Conservative Central Banks and Alternative Ways of Governing Inflation
As mentioned earlier, Rogoff (1985a) first analysed the issue of a conservative - and not only independent - central bank as an instrument of maximising social welfare. According to him, the degree of the central bank conservativeness, in terms of the weight put on the inflation target in its loss function, should be higher than that of the government but less than infinity.
In fact, as this weight of inflation increases, its marginal benefit, in terms of decreasing rates of inflation, decreases, whereas its cost, in terms ofincreasing unemployment, increases. At some point, if the marginal benefit and cost functions are well behaved, the two are equal, and that point marks the socially optimal degree of conservatism.
This solution has various drawbacks in terms of how it should be implemented: proper incentive schemes should be devised to induce the independent banker to implement this optimal degree of conservativeness. This can be done in terms of some form of optimal contract between the government and the central banker whereby incentives are set and a check of outcomes is required.

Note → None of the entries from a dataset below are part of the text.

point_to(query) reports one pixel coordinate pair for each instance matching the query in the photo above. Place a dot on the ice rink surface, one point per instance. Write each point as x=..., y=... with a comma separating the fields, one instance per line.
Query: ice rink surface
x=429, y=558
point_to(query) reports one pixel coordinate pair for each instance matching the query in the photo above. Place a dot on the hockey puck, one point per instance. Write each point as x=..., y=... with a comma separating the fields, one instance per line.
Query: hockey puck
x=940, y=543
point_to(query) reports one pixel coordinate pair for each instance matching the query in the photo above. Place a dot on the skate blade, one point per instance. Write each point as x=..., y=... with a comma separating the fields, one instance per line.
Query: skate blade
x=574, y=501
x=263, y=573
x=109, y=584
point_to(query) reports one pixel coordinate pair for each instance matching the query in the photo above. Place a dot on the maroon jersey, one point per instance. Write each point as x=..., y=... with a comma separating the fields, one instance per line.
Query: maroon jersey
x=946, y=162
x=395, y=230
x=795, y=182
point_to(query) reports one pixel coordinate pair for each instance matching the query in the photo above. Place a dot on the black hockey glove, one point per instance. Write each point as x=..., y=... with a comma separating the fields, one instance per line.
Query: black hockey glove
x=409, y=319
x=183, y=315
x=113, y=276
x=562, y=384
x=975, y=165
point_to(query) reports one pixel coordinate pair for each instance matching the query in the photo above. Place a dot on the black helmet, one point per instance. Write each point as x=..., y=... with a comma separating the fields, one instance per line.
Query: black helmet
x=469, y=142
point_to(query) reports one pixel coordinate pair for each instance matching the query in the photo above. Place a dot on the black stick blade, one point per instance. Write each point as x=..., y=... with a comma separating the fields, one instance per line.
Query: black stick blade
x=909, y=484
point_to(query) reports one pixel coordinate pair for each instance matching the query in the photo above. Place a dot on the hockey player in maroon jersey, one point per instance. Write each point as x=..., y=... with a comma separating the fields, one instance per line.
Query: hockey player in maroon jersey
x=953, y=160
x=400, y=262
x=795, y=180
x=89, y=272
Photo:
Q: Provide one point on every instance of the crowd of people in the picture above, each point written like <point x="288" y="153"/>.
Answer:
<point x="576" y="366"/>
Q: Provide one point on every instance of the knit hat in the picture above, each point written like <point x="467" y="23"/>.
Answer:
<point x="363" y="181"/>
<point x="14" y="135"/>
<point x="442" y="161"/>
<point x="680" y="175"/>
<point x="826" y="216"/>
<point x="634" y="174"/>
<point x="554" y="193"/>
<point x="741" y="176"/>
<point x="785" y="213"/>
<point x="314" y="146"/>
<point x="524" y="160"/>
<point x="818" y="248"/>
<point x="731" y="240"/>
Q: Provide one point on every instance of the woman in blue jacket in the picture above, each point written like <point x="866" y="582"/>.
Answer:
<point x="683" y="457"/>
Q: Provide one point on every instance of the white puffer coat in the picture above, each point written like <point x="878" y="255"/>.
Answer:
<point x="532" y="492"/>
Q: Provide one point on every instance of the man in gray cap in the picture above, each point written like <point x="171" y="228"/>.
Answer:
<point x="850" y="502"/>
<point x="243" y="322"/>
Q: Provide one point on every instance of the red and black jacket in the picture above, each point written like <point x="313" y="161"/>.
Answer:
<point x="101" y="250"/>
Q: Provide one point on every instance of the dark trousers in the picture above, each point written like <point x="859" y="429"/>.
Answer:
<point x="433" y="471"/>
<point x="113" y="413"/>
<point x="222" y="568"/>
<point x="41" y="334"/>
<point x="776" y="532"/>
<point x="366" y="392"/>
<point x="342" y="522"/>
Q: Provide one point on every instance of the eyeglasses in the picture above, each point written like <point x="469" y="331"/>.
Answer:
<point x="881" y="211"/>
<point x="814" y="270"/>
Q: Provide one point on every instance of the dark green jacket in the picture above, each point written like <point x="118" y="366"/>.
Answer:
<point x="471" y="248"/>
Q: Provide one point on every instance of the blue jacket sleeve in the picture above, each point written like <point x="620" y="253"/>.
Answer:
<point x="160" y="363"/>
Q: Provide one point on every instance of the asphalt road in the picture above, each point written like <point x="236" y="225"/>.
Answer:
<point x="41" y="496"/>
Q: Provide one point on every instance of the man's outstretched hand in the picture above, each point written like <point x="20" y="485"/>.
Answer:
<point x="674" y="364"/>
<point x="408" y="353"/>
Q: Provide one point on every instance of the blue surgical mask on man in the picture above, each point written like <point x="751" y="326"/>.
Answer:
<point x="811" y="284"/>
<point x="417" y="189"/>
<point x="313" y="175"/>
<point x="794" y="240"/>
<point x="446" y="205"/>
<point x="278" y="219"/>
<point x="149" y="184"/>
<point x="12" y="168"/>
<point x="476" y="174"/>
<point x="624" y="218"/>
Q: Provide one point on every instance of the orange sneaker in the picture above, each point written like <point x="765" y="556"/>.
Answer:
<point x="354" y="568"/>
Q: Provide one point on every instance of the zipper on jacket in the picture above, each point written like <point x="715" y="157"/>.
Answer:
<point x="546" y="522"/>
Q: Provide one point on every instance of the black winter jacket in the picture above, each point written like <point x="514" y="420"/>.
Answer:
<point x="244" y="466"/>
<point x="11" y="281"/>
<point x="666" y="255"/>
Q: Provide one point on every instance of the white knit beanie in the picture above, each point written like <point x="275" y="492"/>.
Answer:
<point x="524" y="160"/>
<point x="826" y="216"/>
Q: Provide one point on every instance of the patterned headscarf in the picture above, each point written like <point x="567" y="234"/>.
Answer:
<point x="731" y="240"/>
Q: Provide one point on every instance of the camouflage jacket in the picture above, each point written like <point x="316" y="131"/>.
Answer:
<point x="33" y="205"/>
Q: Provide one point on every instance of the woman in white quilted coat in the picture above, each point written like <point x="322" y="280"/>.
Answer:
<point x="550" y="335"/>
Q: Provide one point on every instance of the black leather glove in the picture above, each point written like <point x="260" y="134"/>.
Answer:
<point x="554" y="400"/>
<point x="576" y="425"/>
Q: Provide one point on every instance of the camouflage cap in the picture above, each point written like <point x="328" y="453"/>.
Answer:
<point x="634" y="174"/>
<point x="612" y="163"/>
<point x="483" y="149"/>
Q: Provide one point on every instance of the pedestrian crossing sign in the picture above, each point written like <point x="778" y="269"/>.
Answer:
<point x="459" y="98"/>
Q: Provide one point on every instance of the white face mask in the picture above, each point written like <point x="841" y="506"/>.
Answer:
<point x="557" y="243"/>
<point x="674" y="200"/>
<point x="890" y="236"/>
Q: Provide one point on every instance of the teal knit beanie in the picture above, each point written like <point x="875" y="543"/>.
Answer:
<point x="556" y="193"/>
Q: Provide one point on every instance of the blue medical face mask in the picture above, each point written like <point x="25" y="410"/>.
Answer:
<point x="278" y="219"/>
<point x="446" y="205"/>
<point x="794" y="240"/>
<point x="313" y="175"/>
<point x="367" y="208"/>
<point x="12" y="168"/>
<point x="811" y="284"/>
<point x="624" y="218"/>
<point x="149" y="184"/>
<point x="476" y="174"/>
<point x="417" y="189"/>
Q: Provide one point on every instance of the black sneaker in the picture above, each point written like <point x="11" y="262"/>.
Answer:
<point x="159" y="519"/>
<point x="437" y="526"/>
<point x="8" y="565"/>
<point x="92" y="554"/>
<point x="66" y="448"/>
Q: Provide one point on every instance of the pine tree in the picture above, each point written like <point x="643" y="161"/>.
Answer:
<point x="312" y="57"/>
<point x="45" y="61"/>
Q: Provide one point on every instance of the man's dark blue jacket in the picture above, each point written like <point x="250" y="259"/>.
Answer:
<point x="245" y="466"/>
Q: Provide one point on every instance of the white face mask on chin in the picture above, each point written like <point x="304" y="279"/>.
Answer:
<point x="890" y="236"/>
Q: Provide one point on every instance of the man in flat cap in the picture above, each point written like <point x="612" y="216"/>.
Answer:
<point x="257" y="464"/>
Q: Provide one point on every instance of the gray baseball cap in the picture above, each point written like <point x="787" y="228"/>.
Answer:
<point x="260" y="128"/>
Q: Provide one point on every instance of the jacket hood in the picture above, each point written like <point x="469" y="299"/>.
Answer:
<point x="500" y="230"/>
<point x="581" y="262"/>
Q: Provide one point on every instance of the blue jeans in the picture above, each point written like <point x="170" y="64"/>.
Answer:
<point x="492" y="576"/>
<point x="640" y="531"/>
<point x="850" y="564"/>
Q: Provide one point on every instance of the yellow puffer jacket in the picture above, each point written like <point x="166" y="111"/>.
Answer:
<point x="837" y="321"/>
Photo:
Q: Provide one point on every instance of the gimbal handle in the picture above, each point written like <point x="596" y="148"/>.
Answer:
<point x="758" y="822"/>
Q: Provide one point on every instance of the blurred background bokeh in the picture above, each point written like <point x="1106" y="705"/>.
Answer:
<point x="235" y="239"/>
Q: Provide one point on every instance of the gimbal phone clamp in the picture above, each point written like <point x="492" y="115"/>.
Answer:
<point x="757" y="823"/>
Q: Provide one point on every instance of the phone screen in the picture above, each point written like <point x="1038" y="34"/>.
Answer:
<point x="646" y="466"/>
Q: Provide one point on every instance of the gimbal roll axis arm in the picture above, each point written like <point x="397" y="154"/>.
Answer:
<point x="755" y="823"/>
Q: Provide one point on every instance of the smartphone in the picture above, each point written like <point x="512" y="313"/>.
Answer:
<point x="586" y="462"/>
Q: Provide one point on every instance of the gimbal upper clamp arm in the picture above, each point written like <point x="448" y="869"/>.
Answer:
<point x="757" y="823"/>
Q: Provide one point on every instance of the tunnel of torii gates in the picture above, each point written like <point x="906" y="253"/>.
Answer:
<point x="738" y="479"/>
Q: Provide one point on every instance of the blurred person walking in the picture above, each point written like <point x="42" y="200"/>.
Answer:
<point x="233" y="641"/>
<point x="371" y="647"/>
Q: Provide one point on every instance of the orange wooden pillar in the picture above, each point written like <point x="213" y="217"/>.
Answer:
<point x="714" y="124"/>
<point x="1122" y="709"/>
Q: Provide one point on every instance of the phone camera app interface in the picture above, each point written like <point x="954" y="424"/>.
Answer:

Guzzo and Velasco (1999) question Rogoff's conclusion by arguing that if wage setters are non-atomistic and inflation averse, conservativeness can lead to lower employment and output. Inflation can be lower either for low or very high degrees of conservativeness. The welfare of a representative worker tends to be maximal if a populist (i.e. a not conservative) central bank is in charge, ensuring low inflation and an optimal level of output and employment.[41]
By contrast, Rogoff's solution was supported to various degrees by empirical evidence in Grilli, Masciandaro and Tabellini (1991), Alesina and Summers (1993), Bleaney (1996) and Eijffinger, Hoeberichts and Schaling (1998). At least two problems arise when the issues of independence and conservatism are considered.
The first refers to the distinction between the concepts; the other, to whether a conservative central bank is the only - or the best - instrument available for coping with excess inflation.With reference to the former, Hefeker and Zimmer (2011) say that the literature about monetary policy delegation has usually taken the two concepts interchangeably. An important exception is Eijffinger and Hoeberichts (1998), who introduced two different parameters for them and showed that there exists a trade-off between independence and conservatism and that a continuum of combinations of independence and conservativeness may be socially optimal, a result that holds also in a New Keynesian framework (Eijffinger and Hoeberichts 2008) but can be frustrated by uncertainty (e.g. Hughes Hallett and Weymark 2005). Crowe and Meade (2008) link introduction of independence and conservativeness of central banks to situations of market rigidities. However, rigidities cannot be considered as given. They are, instead, endogenous with respect to other institutional features (see Gros and Hefeker 2002 for a model). Posen (1998) had pointed out that a higher degree of central bank conservatism might cause nominal wage rigidities to increase, thus raising the costs of disinflation.
With reference to the second issue arising in connection with the optimal degree of conservatism, i.e. whether a conservative central bank is the only - or the best - instrument available to cope with excess inflation, one should first consider that depending on the labour market institutions, conservatism may be a second-best solution with respect to the first-best solution represented by a situation with no imperfection and rigidities.
Acocella, Di Bartolomeo and Hibbs (2008) show that conservative, tight policies have great capacity to offset the potentially negative employment costs of decentralised bargaining when nominal wages are pre-committed and unions internalise systematic responses of the monetary authority to their wage-setting behaviour.
Moreover, conservative, anti-inflationary monetary policies always dominate liberal policies in the sense that inflation is always lower and unemployment is never higher under a tight policy versus a liberal policy. Yet, if monetary policy were compelled by law, social norms or some other reason to accommodate rising wages and prices, then macroeconomic performance would be enhanced by a flexible-wage labour market in which unions had the institutional capacity to adjust wages continuously to realisations of the money supply. In this respect, a flexiblewage labour market without binding contracts is more compatible with monetary policies that systematically accommodate nominal wage expansions.Other institutions can act as substitutes for monetary policy conservativeness. In fact, Di Tella and MacCullock (2004) show the existence of a negative relationship between inflation and unemployment benefit programmes for a panel of twenty OECD countries over the period 1961-92. High unemployment provisions thus can make the monetary authority less concerned about unemployment. In addition, corporatism can, at least partly, substitute for monetary policy conservativeness.
In addition, by applying a New Keynesian sticky wage and price model, Debortoli et al. (2017: 2) have shown that a high weight on the output gap is beneficial for society ‘as it serves as an overall proxy for other welfare relevant variables’. We can say that this kind of mandate for the central bank achieves a kind of ‘reverse divine coincidence’.